Early adaptation of new technologies typically proceeds in the face of considerable uncertainty about the potential indications, risks, and usefulness.16 Innovators and early adopters are more often information seekers and risk takers with higher formal education and higher financial status.17 They show tolerance of the uncertainties. This sophistication is reflected among the participants in this study in their expectations of whole-genome sequencing. They articulated how results may improve understanding of the cause of disease and lead to improved treatments, expectations that are consistent with the potential information that individuals could learn from having their genome sequenced.18 This understanding was further evidenced by their reasons for participating, with many hoping to learn about their risks for certain diseases, and some expecting to learn about genetic predispositions that they could possibly pass on to future offspring.

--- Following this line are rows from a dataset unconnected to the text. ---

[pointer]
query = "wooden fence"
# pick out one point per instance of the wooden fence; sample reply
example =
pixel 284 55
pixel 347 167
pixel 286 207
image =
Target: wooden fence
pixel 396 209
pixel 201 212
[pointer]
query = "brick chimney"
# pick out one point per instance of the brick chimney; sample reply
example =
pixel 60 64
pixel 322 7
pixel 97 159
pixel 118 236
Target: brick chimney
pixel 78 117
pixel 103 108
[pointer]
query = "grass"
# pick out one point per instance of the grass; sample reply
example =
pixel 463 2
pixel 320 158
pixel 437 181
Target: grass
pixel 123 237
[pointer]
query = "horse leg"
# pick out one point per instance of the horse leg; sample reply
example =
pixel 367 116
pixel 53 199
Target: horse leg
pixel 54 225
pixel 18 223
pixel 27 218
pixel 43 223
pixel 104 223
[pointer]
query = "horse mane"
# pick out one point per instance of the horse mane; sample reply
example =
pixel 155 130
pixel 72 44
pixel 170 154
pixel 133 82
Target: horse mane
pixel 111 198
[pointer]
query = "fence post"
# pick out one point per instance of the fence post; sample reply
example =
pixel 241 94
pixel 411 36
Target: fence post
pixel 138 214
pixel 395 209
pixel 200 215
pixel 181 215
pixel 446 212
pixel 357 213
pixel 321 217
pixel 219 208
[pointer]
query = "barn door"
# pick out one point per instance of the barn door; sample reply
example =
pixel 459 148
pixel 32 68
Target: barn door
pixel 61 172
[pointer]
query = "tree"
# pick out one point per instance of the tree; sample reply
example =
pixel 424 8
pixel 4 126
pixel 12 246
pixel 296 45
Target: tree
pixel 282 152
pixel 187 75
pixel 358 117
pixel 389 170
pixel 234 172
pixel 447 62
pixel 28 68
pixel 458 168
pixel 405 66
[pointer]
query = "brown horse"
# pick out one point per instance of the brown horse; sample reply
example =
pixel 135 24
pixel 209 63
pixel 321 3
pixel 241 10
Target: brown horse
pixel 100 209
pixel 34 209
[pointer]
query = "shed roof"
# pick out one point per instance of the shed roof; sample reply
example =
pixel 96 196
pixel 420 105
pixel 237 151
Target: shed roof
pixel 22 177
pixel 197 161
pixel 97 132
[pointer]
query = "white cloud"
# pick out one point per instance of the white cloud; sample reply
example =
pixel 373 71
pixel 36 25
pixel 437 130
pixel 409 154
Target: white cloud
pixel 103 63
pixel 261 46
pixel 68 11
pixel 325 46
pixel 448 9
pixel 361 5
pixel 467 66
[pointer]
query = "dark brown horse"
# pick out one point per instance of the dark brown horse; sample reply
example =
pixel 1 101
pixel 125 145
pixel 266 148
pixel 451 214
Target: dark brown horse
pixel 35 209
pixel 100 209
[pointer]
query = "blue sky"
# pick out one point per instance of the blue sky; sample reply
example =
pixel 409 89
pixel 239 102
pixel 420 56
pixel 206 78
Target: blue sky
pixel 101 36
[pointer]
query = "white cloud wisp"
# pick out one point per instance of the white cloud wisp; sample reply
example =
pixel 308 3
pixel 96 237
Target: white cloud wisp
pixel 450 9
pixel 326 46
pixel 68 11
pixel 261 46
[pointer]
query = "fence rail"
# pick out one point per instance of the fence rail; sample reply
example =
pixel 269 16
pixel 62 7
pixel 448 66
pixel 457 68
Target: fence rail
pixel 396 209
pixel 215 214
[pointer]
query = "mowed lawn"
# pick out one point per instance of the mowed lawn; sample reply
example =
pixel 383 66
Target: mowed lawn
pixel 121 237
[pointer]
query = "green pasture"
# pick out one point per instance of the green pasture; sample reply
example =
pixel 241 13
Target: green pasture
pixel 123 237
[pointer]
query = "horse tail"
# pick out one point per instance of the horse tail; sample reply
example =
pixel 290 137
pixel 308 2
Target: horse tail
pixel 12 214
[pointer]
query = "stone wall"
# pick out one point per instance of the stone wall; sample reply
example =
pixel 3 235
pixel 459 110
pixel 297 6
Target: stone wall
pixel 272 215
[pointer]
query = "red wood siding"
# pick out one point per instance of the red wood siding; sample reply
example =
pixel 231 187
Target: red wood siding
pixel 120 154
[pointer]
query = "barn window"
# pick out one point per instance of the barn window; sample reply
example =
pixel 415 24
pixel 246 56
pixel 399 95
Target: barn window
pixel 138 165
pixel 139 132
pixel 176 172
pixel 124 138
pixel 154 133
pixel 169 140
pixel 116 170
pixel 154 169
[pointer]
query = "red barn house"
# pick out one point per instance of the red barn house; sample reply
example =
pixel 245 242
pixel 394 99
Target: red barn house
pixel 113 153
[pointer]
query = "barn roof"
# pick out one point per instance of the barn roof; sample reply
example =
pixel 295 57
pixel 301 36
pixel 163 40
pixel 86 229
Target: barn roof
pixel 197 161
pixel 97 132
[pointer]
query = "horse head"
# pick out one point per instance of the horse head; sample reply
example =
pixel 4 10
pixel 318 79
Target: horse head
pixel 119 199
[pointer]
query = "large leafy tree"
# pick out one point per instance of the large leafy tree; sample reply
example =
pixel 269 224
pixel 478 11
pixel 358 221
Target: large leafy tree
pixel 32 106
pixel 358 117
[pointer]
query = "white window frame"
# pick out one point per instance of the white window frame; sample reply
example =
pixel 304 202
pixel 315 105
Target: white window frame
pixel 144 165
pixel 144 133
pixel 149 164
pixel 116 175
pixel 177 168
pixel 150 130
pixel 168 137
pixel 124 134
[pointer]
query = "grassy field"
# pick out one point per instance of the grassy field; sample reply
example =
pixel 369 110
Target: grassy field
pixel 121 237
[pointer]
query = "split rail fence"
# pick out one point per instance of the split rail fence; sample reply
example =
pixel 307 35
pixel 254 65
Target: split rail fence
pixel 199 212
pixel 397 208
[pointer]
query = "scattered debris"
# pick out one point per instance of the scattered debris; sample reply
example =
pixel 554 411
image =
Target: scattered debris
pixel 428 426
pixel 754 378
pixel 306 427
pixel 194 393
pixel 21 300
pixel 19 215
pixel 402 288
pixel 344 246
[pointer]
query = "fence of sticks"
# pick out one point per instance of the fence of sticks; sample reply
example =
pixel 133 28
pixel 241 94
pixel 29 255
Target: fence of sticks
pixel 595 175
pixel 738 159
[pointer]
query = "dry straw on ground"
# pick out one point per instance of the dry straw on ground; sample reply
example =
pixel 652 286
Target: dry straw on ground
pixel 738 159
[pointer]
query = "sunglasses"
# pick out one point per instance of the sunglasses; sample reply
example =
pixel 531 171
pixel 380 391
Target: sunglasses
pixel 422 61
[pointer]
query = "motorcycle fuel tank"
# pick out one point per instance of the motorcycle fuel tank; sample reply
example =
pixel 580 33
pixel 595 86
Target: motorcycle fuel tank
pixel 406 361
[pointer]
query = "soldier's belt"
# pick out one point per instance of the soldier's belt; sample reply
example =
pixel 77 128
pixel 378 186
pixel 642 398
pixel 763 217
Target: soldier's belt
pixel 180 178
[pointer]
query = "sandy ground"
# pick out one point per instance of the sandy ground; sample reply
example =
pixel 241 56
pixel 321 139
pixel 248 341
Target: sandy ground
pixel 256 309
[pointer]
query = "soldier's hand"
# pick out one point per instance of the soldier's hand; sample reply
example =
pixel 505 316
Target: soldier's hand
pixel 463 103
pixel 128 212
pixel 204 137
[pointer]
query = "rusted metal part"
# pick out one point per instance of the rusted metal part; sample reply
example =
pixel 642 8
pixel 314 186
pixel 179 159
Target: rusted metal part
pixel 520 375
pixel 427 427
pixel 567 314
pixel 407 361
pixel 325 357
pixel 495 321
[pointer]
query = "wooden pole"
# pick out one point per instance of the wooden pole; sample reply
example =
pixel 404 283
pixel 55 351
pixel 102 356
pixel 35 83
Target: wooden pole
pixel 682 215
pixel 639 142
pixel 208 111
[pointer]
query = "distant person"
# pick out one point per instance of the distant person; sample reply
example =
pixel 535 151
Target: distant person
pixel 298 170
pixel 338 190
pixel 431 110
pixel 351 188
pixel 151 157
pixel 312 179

Early adopters of clinical genetic tests share characteristics with ClinSeq participants. A retrospective study of women offered BRCA1/2 testing soon after it became available, and found that uptake was associated with higher innovativeness and greater congruence between the test and their existing values. These findings are compatible with hypotheses generated by the diffusion of innovation theory.19

Similar to other studies,19, 20 most ‘early adopters’ in this study were more likely to have a college degree or higher. ClinSeq participants share motivations with individuals who enroll in research in general, as well as with those who typically come forth for genetic studies and new genetic tests based on their family or personal history of disease. Individuals afflicted with a hereditary condition undergo genetic testing to provide information to family members,21, 22 gain information for self in terms of disease management,22, 23, 24 to reduce uncertainty,23 and for altruistic reasons.22 Those undergoing genetic testing because they are at risk for a specific hereditary condition cite equivalent motivations.25, 26, 27, 28, 29, 30 Interestingly, these individuals feel that in addition to providing them with the ability to guide future health-care decisions, genetic test results also aid in planning for future non-medical decisions, such as preparing advance directives and enrolling in long-term insurance.25, 26, 27, 28, 29

Overall, the findings from this study suggest that a significant proportion of early participants in whole-genome sequencing studies expect to gain information about their health risks. Taken together with the findings from an analog study,5 this suggests that participants also value having a choice about what information they can learn. When designing whole-genome sequencing studies, successful recruitment may depend on offering a choice to participants about the return of results. To do so, studies will need to anticipate providing access to clinical research support resources.31

The results of this study are limited by the characteristics of the ClinSeq cohort, which is comprised largely of individuals of higher levels of formal education and high socio-economic status. Although our findings parallel those of other early adopters, they cannot be generalized to other socio-demographic populations. The use of a multiple-choice question about participants’ expectations preceding the open-ended question may have biased responses. Yet we found participants’ responses replicate findings of other genetic testing and research participation studies.5

In summary, sequencing technology is predicted to continue advancing at a very rapid pace, along with further reductions in cost. In the not too distant future, whole-genome sequencing will enter clinical care. ClinSeq provides a timely opportunity to explore the motivations and expectations of participants anticipating return of high-throughput, whole-genome sequencing results in the context of translational research. Additional ClinSeq studies are ongoing to measure participants’ attitudes toward intentions and decisions to learn results.